Politicians, cricketers and actors seldom retire; more often than not, they are shown the door.
Nitish Babu may be an exception to the rule: On Thursday, he announced his retirement from politics. But Nitish is no MS Dhoni and most political observers felt he had read the writing on the wall – a grim foreboding of what lies ahead; so, he was simply positioning himself for the post-poll scenario.
Others saw in it a desperate gambit to wean away voters by reminding them that he was 69 years old, worn out and fatigued, and they should save him the blushes of an ignominious exit.
Predictably, the Johnny-come lately, Tejaswhi Prasad Yadav, welcomed the announcement and declared, "Nitish Kumar is worn out" – a theme on which he has harped during the campaign.
Nitish, of course, has had a long uninterrupted innings since February 2005. Nonetheless, had the going been indeed good for the party, he would not have tried to strike an emotional chord by declaring: "This is the last day of the election campaign, this is the last meeting. This is my last election. All is well, if it ends well.’’
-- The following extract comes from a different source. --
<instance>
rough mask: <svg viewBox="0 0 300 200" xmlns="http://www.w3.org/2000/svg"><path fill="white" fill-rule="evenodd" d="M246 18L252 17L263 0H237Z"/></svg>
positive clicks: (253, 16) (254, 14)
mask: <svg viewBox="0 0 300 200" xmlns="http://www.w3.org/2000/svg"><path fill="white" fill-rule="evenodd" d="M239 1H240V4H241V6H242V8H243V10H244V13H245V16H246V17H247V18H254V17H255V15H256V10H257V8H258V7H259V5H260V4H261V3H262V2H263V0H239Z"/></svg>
Lest it is seen as a flippant remark, Nitish’s office also put out a press release which said: "The Chief Minister has announced that Bihar assembly election 2020 is going to be the last of his political career."
However, a ‘last election’ may not necessarily mean political ‘sanyas’, pointed out a veteran journalist. Rather, it could be a hint to the BJP and PM Modi that he would be better ‘deployed’ at the Centre, given that the NDA is walking on crutches ever since it was deserted by the Akali Dal and the Shiv Sena.
Prem Ranjan Patel, BJP spokesman, feels Nitish was expressing his angst at the ruckus in some of his rallies. ‘‘Nitish Kumar is very sensitive and was disturbed at the unseemly protests in the rallies. However, people of Bihar will not allow Kumar to relinquish his pre-eminent role in State politics. ‘‘He is the Vikas Purush and his presence is essential for growth of the state. There is no alternative to Nitish Kumar".
Among those who welcomed the announcement was BJP leader and Union Minister Giriraj Singh, but he has his personal good reasons for doing so.
Congress leader Randeep Surjewala was blunt and reasoned that Kumar has possibly realised that the JDU-BJP alliance is on a sticky wicket and he has therefore conceded defeat. ‘‘He should apologise to the people of Bihar and retire gracefully,’’ pointed out Surjewala.
The last word came from Tejaswhi Prasad Yadav. ‘‘I have been proven right. He was not able to handle Bihar. He is worn out and wants to retire. We have been saying this for a long time. He has understood the ground reality".
LJP president Chirag Paswan was less gracious. "Nitish Kumar announced his retirement without submitting the report card of the last five years. Saheb, ab hum kisse hisab mangenge.’’
There was no word from JD-U leaders and curiously no attempt to dissuade him from walking into the sunset. Shivananad Tiwari, RJD vice-president, summed it up. ‘‘He has used the only emotional weapon that was in his quiver to soften the electorate. It is a stunt."